Radeon R9 290
The Radeon R9 290 model is not much different from the top-end R9 290X, as it is based on the same Hawaii GPU of the Graphics Core Next architecture. In this GPU, the number of execution units has been increased while keeping the power consumption of solutions within acceptable limits. The main task in developing a new GPU for AMD was to increase its energy efficiency, which was achieved, as we saw in the corresponding review.
The younger R9 290 received a chip with 40 active Compute Units containing 2560 stream processors and 160 texture units. But the number of ROP blocks was not cut, there are 64 of them left. The same applies to the memory bus, it remains 512-bit, consisting of eight 64-bit controllers.
It is clear that the new solution supports all the company's technologies, including ZeroCore, updated PowerTune, Eyefinity, etc., etc.
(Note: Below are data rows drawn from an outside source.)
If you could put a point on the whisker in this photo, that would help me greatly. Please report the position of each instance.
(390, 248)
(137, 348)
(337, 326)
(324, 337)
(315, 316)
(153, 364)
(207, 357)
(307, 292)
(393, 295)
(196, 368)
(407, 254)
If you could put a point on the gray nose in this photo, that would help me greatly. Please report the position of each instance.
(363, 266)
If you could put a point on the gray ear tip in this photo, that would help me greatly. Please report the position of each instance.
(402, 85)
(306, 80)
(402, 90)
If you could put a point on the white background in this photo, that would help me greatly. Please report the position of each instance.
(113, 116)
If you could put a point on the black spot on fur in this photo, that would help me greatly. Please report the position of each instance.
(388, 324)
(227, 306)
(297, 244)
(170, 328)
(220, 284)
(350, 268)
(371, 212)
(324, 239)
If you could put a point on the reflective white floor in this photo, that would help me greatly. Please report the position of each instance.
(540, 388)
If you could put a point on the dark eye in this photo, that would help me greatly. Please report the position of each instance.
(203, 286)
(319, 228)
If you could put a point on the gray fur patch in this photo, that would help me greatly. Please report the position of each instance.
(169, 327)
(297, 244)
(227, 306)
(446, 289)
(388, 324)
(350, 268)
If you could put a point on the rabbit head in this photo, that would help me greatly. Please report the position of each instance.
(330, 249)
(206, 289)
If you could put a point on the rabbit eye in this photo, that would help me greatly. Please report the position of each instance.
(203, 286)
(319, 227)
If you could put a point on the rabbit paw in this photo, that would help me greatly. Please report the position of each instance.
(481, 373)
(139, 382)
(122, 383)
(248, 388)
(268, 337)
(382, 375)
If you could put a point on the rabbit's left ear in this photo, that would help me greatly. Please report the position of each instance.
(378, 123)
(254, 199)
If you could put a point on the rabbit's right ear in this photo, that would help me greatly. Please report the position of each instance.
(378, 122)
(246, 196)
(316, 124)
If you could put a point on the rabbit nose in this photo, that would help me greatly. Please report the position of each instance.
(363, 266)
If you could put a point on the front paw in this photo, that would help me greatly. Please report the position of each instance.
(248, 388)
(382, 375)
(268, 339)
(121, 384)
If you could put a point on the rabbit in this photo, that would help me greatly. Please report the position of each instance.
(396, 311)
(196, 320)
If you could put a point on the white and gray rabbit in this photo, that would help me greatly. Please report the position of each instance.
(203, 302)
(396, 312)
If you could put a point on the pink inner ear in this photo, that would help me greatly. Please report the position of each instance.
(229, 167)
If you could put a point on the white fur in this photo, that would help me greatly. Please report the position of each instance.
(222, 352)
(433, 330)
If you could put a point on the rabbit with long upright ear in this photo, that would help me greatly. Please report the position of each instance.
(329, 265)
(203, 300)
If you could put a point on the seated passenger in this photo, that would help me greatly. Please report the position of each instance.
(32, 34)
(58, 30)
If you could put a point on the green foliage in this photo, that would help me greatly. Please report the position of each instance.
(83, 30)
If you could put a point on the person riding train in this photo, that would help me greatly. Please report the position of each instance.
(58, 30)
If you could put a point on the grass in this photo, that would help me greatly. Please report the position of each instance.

The R9 290 simply costs less than the top-end R9 290X and provides an even better performance-price ratio, since it is not much inferior in terms of speed, but has a significantly lower price.
Specifications Radeon Radeon R9 290
Name | Radeon R9 290X |
Core | Hawaii |
Process technology (µm) | 0.028 |
Transistors (million) | 6200 |
Core frequency | 947 |
Memory frequency (DDR) | 5000 |
Bus and memory type | GDDR5 512-bit |
Bandwidth (Gb/s) | 320 |
Unified shader blocks | 2560 |
Frequency of unified shader units | 947 |
TMU per conveyor | 160 |
ROP | 64 |
Fill Rate (Mpix/s) | 60600 |
Fill Rate (Mtex/s) | 152400 |
DirectX | 11.2 |
Memory | 4096 |
Interface | PCI-E 3.0 x16 |
Compared to its predecessor Radeon HD 7950, the performance of Hawaii in the face of the Radeon R9 290 will increase by about 40-60%.